Газалла отрицательно помотал головой.
— Нет, тогда б я назвал это просто красивым.
— О, Газалла, — и Эль Греко звонко рассмеялся, — о, Газалла, я нарисую эту картину, и мои нарисованные молнии никого не убьют, при виде моей картины никто не подумает о том, что молния убивает, и, однако ж, это изображение сочтут страшным, потому что человек страшится величия. Страшен Бог, а не смерть, не Ниньо и его присные.
На другой день Эль Греко прошел к себе в мастерскую и начал воссоздавать на полотне ночной облик, в котором предстал перед ним Толедо. Пребосте хранил молчание и работать не мог.
За неделю до первого адвента Эль Греко верхом отправился в Севилью, для начала приведя в порядок домашние дела и поручив заботам друга Газаллы жену и сына.
Эль Греко постучал у дверей кардинала, как раз когда колокола севильского собора заблаговестили к вечерне. В комнате служек стоял непременный стол для шапок, и весь дом складывал сюда свои головные уборы. При виде их, громоздящихся у ног распятия и осененных балдахином кардинала, чья круглая шапочка подобно красному солнцу висела на стене поверх всех остальных, Эль Греко невольно усмехнулся, хоть и не первый раз доводилось ему бывать у князей церкви.
«Живущий под кровом Всевышнего, под сенью Всемогущего покоится», — пришло ему на ум, кстати же и подоспело время заключительной молитвы «Ибо он избавит тебя от сети ловца, от гибельной язвы». Теперь его шляпа заняла место между шапками слуг. Видно, такой уж был обычай в Севилье, ведь все мы слуги во имя Господне: «Перьями своими осенит тебя, и под крылами его будешь безопасен».

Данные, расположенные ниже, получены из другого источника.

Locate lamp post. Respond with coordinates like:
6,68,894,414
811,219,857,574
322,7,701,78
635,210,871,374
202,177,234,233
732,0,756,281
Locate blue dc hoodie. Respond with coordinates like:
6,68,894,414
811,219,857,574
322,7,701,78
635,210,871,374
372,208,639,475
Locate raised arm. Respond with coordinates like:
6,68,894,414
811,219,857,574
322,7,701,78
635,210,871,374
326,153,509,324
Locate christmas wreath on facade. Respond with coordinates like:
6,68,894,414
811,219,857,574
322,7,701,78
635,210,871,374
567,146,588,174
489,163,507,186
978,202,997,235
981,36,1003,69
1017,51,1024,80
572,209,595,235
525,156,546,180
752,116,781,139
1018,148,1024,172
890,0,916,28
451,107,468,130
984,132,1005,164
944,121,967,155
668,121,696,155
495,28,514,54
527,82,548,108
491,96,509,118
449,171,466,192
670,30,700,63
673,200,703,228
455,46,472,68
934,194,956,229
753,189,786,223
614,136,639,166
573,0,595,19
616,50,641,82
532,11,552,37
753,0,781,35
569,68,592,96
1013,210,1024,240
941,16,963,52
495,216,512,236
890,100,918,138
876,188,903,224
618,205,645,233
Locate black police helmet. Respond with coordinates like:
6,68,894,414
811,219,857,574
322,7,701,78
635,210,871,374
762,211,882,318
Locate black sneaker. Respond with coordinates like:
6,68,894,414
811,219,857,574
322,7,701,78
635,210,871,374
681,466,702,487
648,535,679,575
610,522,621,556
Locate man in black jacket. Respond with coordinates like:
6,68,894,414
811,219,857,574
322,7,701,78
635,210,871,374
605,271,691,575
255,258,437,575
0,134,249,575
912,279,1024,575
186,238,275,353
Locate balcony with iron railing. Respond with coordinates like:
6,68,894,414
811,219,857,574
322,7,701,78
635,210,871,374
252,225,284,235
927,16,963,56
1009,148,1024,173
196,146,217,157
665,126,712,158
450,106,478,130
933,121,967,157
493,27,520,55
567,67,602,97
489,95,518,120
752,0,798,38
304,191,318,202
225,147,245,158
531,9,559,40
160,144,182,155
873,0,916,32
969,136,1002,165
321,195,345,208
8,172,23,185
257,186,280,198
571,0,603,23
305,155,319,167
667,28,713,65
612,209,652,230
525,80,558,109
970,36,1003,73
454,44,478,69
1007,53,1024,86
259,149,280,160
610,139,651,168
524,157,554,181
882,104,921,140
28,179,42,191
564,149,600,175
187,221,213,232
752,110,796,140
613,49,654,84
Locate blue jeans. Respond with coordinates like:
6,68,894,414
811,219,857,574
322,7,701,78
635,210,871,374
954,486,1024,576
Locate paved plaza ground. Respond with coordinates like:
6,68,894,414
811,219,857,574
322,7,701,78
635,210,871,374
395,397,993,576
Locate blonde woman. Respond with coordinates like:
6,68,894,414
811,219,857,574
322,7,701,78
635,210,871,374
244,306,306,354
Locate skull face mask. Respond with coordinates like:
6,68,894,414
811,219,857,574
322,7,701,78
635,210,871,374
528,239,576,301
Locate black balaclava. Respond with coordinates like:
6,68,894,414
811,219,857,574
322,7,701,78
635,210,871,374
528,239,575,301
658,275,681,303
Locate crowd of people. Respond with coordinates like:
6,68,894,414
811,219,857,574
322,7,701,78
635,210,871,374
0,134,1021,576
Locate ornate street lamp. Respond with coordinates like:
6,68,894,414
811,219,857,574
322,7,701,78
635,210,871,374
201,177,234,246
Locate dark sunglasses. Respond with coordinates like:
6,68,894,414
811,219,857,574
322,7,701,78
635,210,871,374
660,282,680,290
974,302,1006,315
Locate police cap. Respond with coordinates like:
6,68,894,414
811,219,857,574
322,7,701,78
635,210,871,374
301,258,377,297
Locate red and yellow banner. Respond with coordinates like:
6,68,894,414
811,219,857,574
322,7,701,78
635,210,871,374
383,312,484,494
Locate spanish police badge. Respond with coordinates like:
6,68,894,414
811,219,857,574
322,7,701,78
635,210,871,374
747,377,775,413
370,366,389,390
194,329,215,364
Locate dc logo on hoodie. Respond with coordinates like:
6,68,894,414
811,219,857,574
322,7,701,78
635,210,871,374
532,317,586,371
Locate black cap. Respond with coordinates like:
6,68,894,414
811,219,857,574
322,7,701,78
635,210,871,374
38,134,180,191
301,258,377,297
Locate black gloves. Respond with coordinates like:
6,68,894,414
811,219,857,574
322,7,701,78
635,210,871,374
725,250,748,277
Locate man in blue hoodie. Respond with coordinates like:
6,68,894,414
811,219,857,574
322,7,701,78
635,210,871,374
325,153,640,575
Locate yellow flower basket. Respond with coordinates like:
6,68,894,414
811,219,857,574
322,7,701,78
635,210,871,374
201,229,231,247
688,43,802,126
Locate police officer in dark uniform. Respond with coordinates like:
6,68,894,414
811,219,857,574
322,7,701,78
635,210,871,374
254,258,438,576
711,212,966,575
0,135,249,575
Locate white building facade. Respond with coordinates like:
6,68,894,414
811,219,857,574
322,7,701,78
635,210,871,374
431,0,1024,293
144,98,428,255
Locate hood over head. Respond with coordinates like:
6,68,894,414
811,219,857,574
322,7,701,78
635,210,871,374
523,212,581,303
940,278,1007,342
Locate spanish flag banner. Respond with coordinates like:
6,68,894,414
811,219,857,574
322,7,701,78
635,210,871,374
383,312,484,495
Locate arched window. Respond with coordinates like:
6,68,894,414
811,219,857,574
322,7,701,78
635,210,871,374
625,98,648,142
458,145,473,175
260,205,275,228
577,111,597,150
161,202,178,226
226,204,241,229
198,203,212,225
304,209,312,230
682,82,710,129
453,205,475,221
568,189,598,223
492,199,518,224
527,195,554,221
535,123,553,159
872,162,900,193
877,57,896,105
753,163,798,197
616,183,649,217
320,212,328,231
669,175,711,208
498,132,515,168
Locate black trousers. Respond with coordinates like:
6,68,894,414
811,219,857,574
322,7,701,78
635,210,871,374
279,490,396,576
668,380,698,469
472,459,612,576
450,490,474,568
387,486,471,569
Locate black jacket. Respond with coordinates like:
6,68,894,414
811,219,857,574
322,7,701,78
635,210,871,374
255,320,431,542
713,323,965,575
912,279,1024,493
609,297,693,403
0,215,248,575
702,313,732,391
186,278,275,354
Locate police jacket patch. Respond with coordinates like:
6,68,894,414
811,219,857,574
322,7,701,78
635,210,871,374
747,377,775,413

Следующая комната все для тех же головных уборов была чиста, как бывает чиста душа человека после исповеди, человека, который не имеет более ничего от мира сего, но еще и ничего — от небес. На столе с высокими ножками перед черным распятием — здесь все было высоким и узким: стены, ножки стола, крест — лежала красная шапочка кардинала, такая же узкая и высокая, расширяясь кверху четырьмя закругленными зубцами и оттого напоминая розу ветров, — он повелевает ветрами, он, Великий Инквизитор. И выходит, что обладатель шапочки сейчас дома. Значит — вперед. И Эль Греко вознес молитву: «Не убоишься ужасов в ночи и стрелы, летящей днем».
В секретарской над стопкой бумаг воздвигся капеллан, тот самый, что приезжал к нему в Толедо. Вернулся он скоро. Его Высокопреосвященство повелел Доменико Теотокопули явиться завтра поутру для работы. Ночлег ему приготовлен у братьев-доминиканцев. Капеллан передоверил его попечению слуги, слуга — привратнику, привратник подозвал уличного мальчишку, чтобы тот показал ему дорогу, но Эль Греко и сам знал Севилью, а потому и поехал к месту своего ночлега.
Принимая его на другое утро у себя в библиотеке, Ниньо де Гевара облачился в лиловые цвета адвента. На возвышении у окна разместился мольберт — его уже ждали. Эль Греко отвесил тройной поклон, первый — у дверей, второй — на середине комнаты и третий — когда целовал рубин на руке у кардинала. Камень не имел цветов адвента, камень был красен, как засохшая капля крови на суровой руке хозяйки, которая небрежно помыла руки после того, как обезглавила курицу. Зимнее сукно кардинала источало запах камфары, по всей видимости, его совсем недавно достали из сундука. Эль Греко нашел, что этот запах как нельзя больше соответствует лицу Ниньо де Гевары. В остальном же запахи ничем не отличались от обычных для библиотек запахов. Пахло пылью, бумагой и чернилами.